С одной стороны, на нее никаких надежд не возлагалось, да и вообще изначально задумывалось так, что она пробудет в Мангазейске лишь какое-то время, необходимое ей для духовной и психологической реабилитации. Что предполагало известную ее свободу в сфере личной жизни. С другой стороны, Евсевий ощущал себя ответственным перед ее отцом, который был и его духовным чадом, и не самым последним благотворителем, регулярно перечислявшим на соборную стройку солидные суммы. А сейчас эти суммы были очень важны. Освящение нового собора было запланировано на следующий год, на летнюю Казанскую. Чтобы успеть в срок, стройку приходилось откровенно гнать. Казалось, что вся епархия превратилась то ли в пароход, то ли в паровоз, летящий на всех парах. И скорость сбрасывать нельзя, и до финиша еще далеко. А в топку нужно закидывать не дрова или уголь, а купюры. Переводы, которые падали на счет Епархиального управления, исчезали почти так же молниеносно, как и появлялись. Но вместо того, чтобы договариваться о постепенном погашении долгов перед строителями, Евсевий был вынужден упрашивать тех же строителей наращивать темп… Давать заднюю было нельзя: о предстоящем освящении новопостроенного кафедрального собора уже объявили официально, а в Чистый переулок отправили приглашение Его Святейшеству прибыть в означенный день и возглавить богослужение. Нет, переносить сроки уже невозможно.

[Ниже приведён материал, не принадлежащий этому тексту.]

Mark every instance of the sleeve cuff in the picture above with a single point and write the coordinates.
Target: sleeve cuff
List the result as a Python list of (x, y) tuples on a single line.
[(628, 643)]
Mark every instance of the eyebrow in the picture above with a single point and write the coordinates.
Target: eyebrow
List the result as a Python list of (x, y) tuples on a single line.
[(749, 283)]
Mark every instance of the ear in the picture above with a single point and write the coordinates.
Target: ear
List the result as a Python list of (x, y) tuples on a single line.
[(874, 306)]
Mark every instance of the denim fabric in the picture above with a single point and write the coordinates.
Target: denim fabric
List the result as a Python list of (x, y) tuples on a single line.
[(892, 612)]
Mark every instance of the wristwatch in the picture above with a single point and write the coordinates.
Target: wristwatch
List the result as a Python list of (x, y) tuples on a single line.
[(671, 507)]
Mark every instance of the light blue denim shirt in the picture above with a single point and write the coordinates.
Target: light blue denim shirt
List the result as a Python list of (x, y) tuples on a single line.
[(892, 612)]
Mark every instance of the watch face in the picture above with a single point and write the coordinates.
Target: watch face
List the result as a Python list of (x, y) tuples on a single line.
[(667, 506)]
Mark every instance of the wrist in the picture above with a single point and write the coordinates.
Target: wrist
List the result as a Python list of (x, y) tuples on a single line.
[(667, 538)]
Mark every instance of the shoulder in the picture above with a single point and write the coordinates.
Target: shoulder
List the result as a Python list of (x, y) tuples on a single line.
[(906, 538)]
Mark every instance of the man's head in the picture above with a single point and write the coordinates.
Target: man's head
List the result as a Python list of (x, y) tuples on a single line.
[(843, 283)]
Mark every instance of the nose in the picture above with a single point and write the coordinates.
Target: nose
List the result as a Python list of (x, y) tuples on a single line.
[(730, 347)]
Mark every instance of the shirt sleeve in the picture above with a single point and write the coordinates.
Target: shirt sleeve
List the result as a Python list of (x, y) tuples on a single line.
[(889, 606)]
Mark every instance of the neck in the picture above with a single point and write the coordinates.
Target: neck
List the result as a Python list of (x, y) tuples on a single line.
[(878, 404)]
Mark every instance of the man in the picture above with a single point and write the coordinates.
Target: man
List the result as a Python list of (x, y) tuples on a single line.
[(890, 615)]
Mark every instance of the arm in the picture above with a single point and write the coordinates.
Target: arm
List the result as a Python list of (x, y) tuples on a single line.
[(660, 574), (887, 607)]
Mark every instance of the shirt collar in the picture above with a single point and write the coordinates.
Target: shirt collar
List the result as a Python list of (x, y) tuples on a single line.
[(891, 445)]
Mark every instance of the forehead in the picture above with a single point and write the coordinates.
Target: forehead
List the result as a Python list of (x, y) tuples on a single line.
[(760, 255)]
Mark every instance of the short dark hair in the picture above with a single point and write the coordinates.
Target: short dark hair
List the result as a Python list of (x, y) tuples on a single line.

В этих условиях работа со спонсорами превращалась в хождение по острию бритвы: из них приходилось регулярно выжимать средства по максимуму, но трепетно и нежно, дабы сохранить отношения – и благополучно повторить операцию в следующем месяце. К каждому нужен был особый подход, к каждому требовалось подбирать ключ. С отцом Аллы Герасимовой, впрочем, подбирать ничего не требовалось – ключом была Алла. В личной жизни которой в последнее время наметились определенные изменения.